- DVD cover
- Genre: Western
- Based on: Black Fox by Matt Braun
- Screenplay by: John Binder; Michael Michaelian; Jeb Rosebrook; Joe Byrne;
- Directed by: Steven Hilliard Stern
- Starring: Christopher Reeve; Raoul Trujillo; Tony Todd; Nancy Sorel;
- Theme music composer: Eric N. Robertson
- Country of origin: United States
- Original language: English
- No. of episodes: 3

Production
- Executive producers: Tony Allard; Robert Halmi Jr.; Norman S. Powell;
- Producer: Les Kimber
- Production locations: CL Ranch - 45001 Township Road, Calgary, Alberta, Canada
- Cinematography: Frank Tidy
- Editor: Ron Wisman
- Running time: 278 minutes
- Production companies: Black Fox Productions; Western International Communications Ltd.; Cabin Fever Entertainment;

Original release
- Network: CBS
- Release: July 28 – August 11, 1995

= Black Fox (miniseries) =

Black Fox is a 1995 American Western television miniseries based on Matt Braun's 1973 novel of the same name starring Christopher Reeve, Raoul Trujillo, Tony Todd, and Nancy Sorel. The miniseries was presented in three parts on CBS.

==Plot==
Black Fox tells the story of two "blood" brothers, Alan and Britt Johnson—one a former plantation owner, the other his childhood friend whom he freed from slavery—who, with their families, leave Carolina to settle in Texas in the 1860s in hopes of finding a new life. Alan and Britt, along with other pioneer families, are homesteading on the West Texas frontier.

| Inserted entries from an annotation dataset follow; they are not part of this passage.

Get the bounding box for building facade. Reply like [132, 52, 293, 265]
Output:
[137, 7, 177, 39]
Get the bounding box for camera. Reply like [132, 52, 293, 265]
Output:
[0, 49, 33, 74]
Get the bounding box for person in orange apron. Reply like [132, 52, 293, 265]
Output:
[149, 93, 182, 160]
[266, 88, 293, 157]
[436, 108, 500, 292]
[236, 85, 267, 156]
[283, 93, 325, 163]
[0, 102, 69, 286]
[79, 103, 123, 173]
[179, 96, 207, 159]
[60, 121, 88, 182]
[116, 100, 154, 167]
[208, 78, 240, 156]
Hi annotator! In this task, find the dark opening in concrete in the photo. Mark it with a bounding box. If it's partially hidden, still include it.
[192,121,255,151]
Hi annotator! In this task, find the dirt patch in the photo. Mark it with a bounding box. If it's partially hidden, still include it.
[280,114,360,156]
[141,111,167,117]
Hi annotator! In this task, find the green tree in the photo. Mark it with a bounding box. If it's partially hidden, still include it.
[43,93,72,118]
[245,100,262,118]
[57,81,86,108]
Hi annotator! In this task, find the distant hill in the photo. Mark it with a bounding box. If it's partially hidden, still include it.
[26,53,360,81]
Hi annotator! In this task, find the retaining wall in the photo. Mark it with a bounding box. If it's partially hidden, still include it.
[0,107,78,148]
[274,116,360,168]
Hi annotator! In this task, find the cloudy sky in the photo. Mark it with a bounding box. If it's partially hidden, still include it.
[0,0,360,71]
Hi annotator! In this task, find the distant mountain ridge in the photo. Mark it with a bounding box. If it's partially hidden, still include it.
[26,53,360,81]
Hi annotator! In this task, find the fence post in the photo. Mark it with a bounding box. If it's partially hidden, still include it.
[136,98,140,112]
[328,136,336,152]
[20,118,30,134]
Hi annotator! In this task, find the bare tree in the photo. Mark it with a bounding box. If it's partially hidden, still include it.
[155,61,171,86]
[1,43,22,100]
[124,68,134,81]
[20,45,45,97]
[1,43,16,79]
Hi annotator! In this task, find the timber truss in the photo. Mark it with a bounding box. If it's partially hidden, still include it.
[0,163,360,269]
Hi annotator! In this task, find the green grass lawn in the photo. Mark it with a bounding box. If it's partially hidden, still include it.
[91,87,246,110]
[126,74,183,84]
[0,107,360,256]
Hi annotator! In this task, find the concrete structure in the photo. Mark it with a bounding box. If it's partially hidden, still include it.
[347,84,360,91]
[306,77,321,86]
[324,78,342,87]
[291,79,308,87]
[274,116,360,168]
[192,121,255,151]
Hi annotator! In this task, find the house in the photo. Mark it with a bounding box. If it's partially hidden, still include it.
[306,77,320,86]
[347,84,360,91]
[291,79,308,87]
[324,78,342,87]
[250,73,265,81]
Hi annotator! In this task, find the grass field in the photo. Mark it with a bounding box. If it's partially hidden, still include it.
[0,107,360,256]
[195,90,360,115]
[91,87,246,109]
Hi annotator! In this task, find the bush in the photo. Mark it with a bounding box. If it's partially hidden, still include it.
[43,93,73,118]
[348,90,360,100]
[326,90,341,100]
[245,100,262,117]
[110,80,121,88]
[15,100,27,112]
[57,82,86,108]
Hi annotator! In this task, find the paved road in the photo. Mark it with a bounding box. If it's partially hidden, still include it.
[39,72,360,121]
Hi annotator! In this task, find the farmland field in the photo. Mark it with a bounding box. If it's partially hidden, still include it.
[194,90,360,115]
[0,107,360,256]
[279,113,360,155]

With the outbreak of the Civil War, word arrives that two Indian tribes, the Comanches and the Kiowas, have joined forces under the leadership of Little Buffalo, whose goal is to drive the white man out of Texas.

In a surprise raid, while the men are away making preparations to defend their homes, the Indians attack, taking hostage every woman and child they can find. While not all the settlers agree, it is decided that because he is black, Britt will have the best chance to negotiate with the Indians for the return of their families and he takes off, alone, for a journey deep into hostile Indian territory.

==Cast==
- Christopher Reeve as Alan Johnson
- Raoul Trujillo as Running Dog
- Tony Todd as Britt Johnson / Black Fox
- Nancy Sorel as Sarah Johnson
- Janet Bailey as Mary Johnson
- Rainbow Sun Francks as Frank Johnson
- Chris Wiggins as Ralph Holtz
- Dale Wilson as Captain Buck Barry
- Lawrence Dane as Colonel McKensie
- Cynthia Preston as Delores Holtz / Morning Star
- Don S. Davis as Sergeant
- Kim Coates as Natchez John Dunn
- Kelly Rowan as Hallie Russell
- David Fox as Carl Glenn

==Production==
===Crew===
It was directed by Steven Hilliard Stern. The adaptation was written by John Binder, Michael Michaelian, Jeb Rosebrook and Joe Byrne.

===Filming===
The series was filmed in 1993, but wasn't broadcast until 1995. Most of the series was filmed in Alberta, Canada.

==Episodes==

| No. | Title | Directed by | Written by | Original release date |
|---|---|---|---|---|
| 1 | "Black Fox" | Steven Hilliard Stern | John Binder | July 28, 1995 |
| 2 | "Black Fox: The Price of Peace" | Steven Hilliard Stern | John Binder, Jeb Rosebrook & Joe Byrne | August 4, 1995 |
| 3 | "Black Fox: Good Men and Bad" | Steven Hilliard Stern | John Binder & Michael Michaelian | August 11, 1995 |

==Reception==
TV Guide called Black Fox "a sturdy but not truly outstanding sagebrush miniseries" and says it is "admirable for its decision to craft a straightforward saga with serious undertones, this canters, but does not gallop, down a trail of Wild West formulas."